Most teachers give midterms right before spring break. And for the past week I, along with about 30,000 other students have been studying my pants off in hopes to achieve some solid grades before a week of anything but school. The week before these test is full of questions (What is she talking about?), self-doubt (There's NO WAY i can do that), and sacrifice (Yea, I really DO want to go to that concert... BUT I have a class tomorrow morning at 8:30... sorry) in order to get to the light at the end of the tunnel... spring break.
Sound Fimiliar?
Today is Holy Thursday, the beginning of the Triduum, the most important time for Catholics everywhere. On top of the last week of midterms, I have also been through 6 weeks previous known as Lent. This is my own reflection on what I did for lent: Sacrifice, Reflection, and Sacrificial Giving.

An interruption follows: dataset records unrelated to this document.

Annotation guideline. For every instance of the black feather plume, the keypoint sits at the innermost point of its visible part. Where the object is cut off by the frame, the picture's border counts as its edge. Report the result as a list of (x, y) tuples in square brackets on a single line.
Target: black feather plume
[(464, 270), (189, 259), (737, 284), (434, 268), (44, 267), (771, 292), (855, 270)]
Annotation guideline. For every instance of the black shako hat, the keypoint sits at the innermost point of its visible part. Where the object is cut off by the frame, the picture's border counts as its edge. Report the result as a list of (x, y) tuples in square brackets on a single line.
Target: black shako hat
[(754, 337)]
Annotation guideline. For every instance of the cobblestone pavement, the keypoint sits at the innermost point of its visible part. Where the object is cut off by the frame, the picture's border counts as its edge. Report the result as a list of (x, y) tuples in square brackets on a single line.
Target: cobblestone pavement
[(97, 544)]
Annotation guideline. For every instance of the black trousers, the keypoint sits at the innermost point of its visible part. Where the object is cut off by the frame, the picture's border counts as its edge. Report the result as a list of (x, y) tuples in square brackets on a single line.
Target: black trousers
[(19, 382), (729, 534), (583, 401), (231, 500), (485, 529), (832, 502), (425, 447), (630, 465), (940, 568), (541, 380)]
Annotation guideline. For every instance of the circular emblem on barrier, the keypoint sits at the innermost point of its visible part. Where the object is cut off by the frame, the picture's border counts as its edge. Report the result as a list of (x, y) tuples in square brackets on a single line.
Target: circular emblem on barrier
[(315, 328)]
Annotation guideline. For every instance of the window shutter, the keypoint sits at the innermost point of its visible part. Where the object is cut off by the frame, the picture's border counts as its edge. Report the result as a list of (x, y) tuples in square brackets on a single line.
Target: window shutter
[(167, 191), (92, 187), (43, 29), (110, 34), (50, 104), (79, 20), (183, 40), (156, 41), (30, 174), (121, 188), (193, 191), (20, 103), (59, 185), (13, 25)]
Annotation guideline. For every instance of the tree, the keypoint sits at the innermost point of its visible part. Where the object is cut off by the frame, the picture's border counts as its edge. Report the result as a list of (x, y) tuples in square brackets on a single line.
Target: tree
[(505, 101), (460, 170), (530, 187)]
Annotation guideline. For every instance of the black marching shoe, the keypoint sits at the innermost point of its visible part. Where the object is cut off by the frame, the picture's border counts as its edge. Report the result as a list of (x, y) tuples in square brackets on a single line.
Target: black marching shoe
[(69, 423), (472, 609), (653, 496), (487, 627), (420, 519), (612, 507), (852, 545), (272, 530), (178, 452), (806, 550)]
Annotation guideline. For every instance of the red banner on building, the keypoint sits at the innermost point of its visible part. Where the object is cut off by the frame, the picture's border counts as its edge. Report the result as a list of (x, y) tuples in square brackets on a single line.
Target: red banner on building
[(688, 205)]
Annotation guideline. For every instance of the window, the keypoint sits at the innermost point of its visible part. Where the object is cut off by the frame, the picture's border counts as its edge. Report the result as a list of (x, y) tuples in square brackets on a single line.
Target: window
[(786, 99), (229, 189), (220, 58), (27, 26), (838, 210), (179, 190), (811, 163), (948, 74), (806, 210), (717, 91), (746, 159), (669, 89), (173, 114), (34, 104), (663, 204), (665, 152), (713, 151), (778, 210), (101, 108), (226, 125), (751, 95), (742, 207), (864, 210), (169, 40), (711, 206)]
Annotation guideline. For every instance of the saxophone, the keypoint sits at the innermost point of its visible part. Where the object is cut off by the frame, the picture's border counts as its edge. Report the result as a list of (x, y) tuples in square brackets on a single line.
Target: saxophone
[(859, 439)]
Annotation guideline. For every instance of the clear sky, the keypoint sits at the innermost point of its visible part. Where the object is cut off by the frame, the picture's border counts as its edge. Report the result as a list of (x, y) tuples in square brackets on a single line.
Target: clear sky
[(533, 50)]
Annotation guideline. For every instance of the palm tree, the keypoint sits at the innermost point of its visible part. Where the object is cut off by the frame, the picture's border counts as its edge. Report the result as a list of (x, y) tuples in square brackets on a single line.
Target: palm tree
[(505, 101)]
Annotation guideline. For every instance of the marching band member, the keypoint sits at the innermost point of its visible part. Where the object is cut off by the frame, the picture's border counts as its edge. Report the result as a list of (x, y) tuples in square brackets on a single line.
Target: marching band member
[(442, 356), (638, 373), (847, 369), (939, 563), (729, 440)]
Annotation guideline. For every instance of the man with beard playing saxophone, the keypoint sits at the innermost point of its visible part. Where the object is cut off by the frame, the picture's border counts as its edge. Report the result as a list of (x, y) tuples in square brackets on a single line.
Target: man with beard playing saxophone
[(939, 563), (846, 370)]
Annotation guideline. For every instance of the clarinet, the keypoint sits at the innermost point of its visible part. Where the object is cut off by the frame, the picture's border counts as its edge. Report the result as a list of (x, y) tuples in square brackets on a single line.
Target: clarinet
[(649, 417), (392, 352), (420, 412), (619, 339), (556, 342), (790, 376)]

This lent I gave up meat. The original idea behind giving up something for lent is to give up something that maybe one day you could give up for good. Every time you crave that sacrifice, you remember the sacrifice Jesus suffered for us. Now, to avoid sounding like a crunchy granola hippie, I will avoid telling you all the books I have read on how meat is good, but not an everyday thing. Giving up meat turned out to be much easier than I expected. But don;t get me wrong, I had been planning this. I did not just wake up ash wednesday and say "I'm giving up.... mmmmm... MEAT" I planned ahead, thought about it, and found lots of substitutes to get the nutrients I needed (spinach and egg whites, namely). Much like my midterms, the ones I planned for and went into prepared, I succeeded at. The test I do not plan for, like my sacrificial giving... not so much.
Along with giving up something, it is also customary for Catholics to give something of themselves. Time, Prayer, money... anything that might be difficult. I thought about what I might give... I didn't have much time or money, and then the events of my reflection and lent led me to a more spontaneous decision.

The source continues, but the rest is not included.